Alkışlar Gülse Birsel için...

Kendi mahallesi tarafından ruh taciziyle cezalandırılacağını bilerek Binali Yıldırım’ın hakkını teslim eden Gülse Birsel’i alkışlıyoruz…

Gülse Birsel bugünkü Hürriyet’te “Binali Yıldırım’ın mizacına dair bir hikâye” başlığı altında yayımlanan yazısında gerçekten yaşanmış bir öyküyü paylaşıyor okurlarıyla…

Kendi mahallelisinin gözünden düşme, saldırıya uğrama riskini de alarak yazıyor hem de…

Çünkü sadece Gülse’nin değil, karşı mahallenin de “en kötü” huylarından biri, sevmediklerinin takdir edilmesidir…

Yani…

Ve ne yazık ki…

Ama kabul edelim ki…

Gülse’nin mahallelisi Ak Partili bir başbakanı hiç sevmedi bugüne kadar…

Hiç takdir de etmedi…

Ama işte Gülse bugünkü yazısıyla o tabuyu yıkıyor…

Hatta…

Yazısını da şöyle bitiriyor:

“Uzlaşan, çözüm üreten, güler yüzlü, kibar insan lazım bize. Ve en çok da şimdi lazım...”

Kendi mahallesi tarafından ruh taciziyle cezalandırılacağını bilerek Binali Yıldırım’ın hakkını teslim eden Gülse Birsel’i alkışlıyoruz…


BİNALİ YILDIRIM'IN MİZACINA DAİR BİR HİKÂYE

Gülse BİRSEL (21.09.2016 / Çarşamba)

HİÇ sevmem ama bu hafta dedikodu yazarlığı yapacağım, çünkü bu, Başbakan'la ilgili tahminlerimi teyit eden bir anekdot.

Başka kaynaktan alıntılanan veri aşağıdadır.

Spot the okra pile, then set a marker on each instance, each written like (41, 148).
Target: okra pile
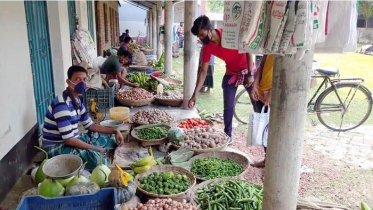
(152, 133)
(211, 168)
(232, 194)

Birinci ağızdan yaşayanlardan dinledim. 6 yıl kadar önce, o zaman Ulaştırma Bakanı olan Binali Yıldırım ve beraberindeki 15-20 kişilik grup, Ege kıyılarında küçük ama ün yapmış bir deniz ürünleri restoranına gidiyor. Sabahtan haber vermişler, restoran bütün gün heyecanla hazırlık yapmış. Zaten ufak bir mekân, tüm restoran Yıldırım ve misafirlerine ayrılmış. Misafirler denizden guletle restorana gelmişler.

Ne var ki, şu detay Binali Yıldırım ve arkadaşları tarafından bilinmiyormuş: Bu restoran nefis bir mutfağa sahip ama sadece midye, istiridye, langusta vs gibi kabuklu deniz ürünlerinde uzmanlaşmış bir yer! Balık bile yapılmıyor.

Ben bilmiyordum ama İslami kesimin bir kısmı kabuklu deniz ürünü yemiyormuş. Muhtemelen bu yüzden, belki de o akşam grubun çoğu kabuklu deniz ürünü tercih etmediğinden, bilemem.... Ama “Biz bunları yemeyiz ki?” demişler. E ne olacak? Dediğim gibi, söz konusu restoran klasik mezeler, hatta balık bile yapmıyor.

Binali Yıldırım başka bir restorana gitmeyi veya şefin başka bir yerden balık vs aldırıp yapmasını istememiş. Demiş ki: “Siz bize güzel bir menemen yapın, afiyetle yeriz.”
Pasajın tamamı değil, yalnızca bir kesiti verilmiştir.